Former students will join the conversation, sharing their personal motivations and reflections on their family archives. Each will share process-oriented, slow forms of family work that incorporates writing, archival photographs, personal objects, or stories. Student creative engagement expands our notion of family by paying tribute to ancestors, disrupting linear narratives, and re-imagining new spaces.

Presenter Bios

  • William Page

    William Page

    William is a proud Durham native, a high school wrestler turned college cheerleader, and a major blerd who, at this very moment, is probably daydreaming or reading about some Afro-futurist/Black speculative matter. Curiosity and a wandering nature have led him to a range of work settings over the years—a gym, an elementary school, and an oral history-based community organization, among others. He also found his way to social work school somewhere in there.

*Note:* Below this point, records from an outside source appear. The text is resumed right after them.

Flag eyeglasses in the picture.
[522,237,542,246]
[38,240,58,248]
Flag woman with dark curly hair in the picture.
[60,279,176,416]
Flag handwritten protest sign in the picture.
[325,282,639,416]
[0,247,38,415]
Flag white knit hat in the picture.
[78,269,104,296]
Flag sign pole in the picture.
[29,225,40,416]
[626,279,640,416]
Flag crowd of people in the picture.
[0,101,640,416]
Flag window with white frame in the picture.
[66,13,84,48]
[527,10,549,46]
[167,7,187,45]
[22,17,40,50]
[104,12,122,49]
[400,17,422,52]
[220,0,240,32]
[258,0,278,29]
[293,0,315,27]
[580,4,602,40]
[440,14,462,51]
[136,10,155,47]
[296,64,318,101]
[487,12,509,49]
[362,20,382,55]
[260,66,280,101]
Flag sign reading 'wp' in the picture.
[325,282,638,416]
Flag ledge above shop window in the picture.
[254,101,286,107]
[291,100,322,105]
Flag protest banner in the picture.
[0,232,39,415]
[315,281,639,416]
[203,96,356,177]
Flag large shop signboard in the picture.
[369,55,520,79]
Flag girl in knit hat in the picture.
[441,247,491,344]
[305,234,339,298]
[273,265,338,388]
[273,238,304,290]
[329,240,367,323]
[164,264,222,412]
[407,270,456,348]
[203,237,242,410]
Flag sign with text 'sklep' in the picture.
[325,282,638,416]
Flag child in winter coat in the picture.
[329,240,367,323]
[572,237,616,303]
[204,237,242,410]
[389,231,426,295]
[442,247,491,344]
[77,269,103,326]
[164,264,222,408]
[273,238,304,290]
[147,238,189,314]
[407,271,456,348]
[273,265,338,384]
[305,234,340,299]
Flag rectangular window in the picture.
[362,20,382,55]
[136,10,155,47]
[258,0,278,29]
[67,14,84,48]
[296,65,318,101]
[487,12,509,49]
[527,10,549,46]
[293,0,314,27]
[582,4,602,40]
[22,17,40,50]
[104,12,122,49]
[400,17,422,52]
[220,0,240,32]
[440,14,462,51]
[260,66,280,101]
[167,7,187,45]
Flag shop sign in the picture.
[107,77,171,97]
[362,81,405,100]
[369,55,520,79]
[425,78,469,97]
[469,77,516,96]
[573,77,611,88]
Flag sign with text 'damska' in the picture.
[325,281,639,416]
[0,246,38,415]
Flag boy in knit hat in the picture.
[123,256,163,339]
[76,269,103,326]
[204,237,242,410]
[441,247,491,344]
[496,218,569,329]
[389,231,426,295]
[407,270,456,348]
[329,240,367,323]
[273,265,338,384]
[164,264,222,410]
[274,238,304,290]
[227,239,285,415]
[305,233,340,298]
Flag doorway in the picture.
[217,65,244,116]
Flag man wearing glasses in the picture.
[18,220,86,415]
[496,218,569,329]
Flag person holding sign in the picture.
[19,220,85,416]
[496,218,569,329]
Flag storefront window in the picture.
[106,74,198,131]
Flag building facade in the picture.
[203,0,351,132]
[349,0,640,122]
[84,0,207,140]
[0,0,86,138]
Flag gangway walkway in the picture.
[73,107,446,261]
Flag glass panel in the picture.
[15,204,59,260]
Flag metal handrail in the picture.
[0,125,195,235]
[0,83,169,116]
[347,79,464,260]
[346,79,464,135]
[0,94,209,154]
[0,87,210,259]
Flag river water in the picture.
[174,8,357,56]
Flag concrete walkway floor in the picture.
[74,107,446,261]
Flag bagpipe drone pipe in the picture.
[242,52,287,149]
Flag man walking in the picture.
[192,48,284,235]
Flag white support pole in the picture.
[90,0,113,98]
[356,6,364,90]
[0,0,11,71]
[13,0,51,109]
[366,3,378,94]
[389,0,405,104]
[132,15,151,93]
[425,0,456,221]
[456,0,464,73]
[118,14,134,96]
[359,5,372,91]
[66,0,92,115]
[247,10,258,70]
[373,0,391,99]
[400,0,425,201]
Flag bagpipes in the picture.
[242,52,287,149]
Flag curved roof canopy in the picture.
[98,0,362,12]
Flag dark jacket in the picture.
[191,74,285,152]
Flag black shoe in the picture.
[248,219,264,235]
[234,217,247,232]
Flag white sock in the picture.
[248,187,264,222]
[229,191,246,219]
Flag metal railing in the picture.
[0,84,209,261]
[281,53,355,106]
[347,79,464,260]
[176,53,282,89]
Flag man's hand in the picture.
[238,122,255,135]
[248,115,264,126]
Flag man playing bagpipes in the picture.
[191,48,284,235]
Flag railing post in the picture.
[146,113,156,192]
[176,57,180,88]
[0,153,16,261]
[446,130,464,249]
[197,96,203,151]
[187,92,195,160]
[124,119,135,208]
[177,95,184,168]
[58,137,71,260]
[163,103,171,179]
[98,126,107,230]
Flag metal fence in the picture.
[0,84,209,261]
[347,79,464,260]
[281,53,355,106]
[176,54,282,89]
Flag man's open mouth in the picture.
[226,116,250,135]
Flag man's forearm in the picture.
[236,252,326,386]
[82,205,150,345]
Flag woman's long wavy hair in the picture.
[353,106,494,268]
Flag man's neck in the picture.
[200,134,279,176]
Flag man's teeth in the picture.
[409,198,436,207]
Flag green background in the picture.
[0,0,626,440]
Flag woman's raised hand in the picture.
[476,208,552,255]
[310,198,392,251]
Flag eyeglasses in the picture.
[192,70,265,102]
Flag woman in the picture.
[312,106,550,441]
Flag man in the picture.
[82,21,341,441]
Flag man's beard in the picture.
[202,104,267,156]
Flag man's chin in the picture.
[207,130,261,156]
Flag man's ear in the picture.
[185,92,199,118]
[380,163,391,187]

    Since 2017, he has coordinated support for artists of color in residence, as part of the pilot Documentary Diversity Project at the Center for Documentary Studies. He spends a ton of his spare time in various thrift stores and establishments, giving heart eyes to gently loved reading materials and amusements, that he doesn’t have near enough room for but gets (and needs?) nonetheless. Fortunately, his loving partner, family, friends, and fish (Ariel and Takeoff) remain very supportive. He also finds a little time to work at Letters Bookshop, and he plans to one day open a shop specializing in Black speculative fiction and comics.

  • A’ssia Rai

    A’ssia Rai

    My name is A’ssia Rai. I am seventeen years old and I am an artist. I am a non-binary Muslim individual and I find myself writing poetry, drawing, painting, taking photos, and singing. I was born in New York City and currently reside in Housatonic, Massachusetts. I grew up in Lahore, Cape Town, and London. I am half Pakistani and half Indian. I am a sophomore at Bard College at Simon’s Rock. I helped create a music collective named Drab Ave. We have been publishing music on a couple of platforms, as well as performing on our campus. I have attended several ICP workshops since 9th grade. I also attended the International Writing Program at Iowa University. The session was called Between the Lines.

  • Valerie Zink

    Valerie Zink

    Valerie Zink is a documentarian and community organizer interested in land, kinship, and colonial inheritance in the Canadian prairies. She is currently working on a transmedia documentary with the National Film Board about farmers’ relationship to property ownership and land restitution, and plugging away at a long-term project exploring the evolution of her family’s dairy farm into an underground hamlet. She grew up in the foothills of Alberta and currently lives in Regina, Saskatchewan, where she wrangles a one- and two-year-old.

Moderator Bios

  • Kamal Badhey

    Kamal Badhey

    Kamal Badhey (she/her) is a photographer, artist-educator and independent curriculum designer of South Asian ancestry with an MA in Photography and Urban Cultures from Goldsmiths, University of London, and an MS in Museum Education from Bank Street College. She is a member of the Urban Photographers Association and South Asian Women’s Creative Collective. Her work intersects with diaspora, using photography, oral storytelling, and family history to stitch together stories. It follows the Telugu saying, ’Katha kanchiki, manam intiki’, ‘The story goes far far away, and now we are back in our homes’. Her project “Portals and Passageways”, exhibited internationally traces her jeweler ancestor and great great grandfather Annam Rathnaiah from unknown origins to a former British colonial bazaar in Secunderabad, India. Kamal brings two decades of experience collaborating with youth and adults in public schools, transitional housing, community centers, civic engagement, and universities. She was a Lewis Hine Documentary Fellow and a Claremont Documentary Fellow.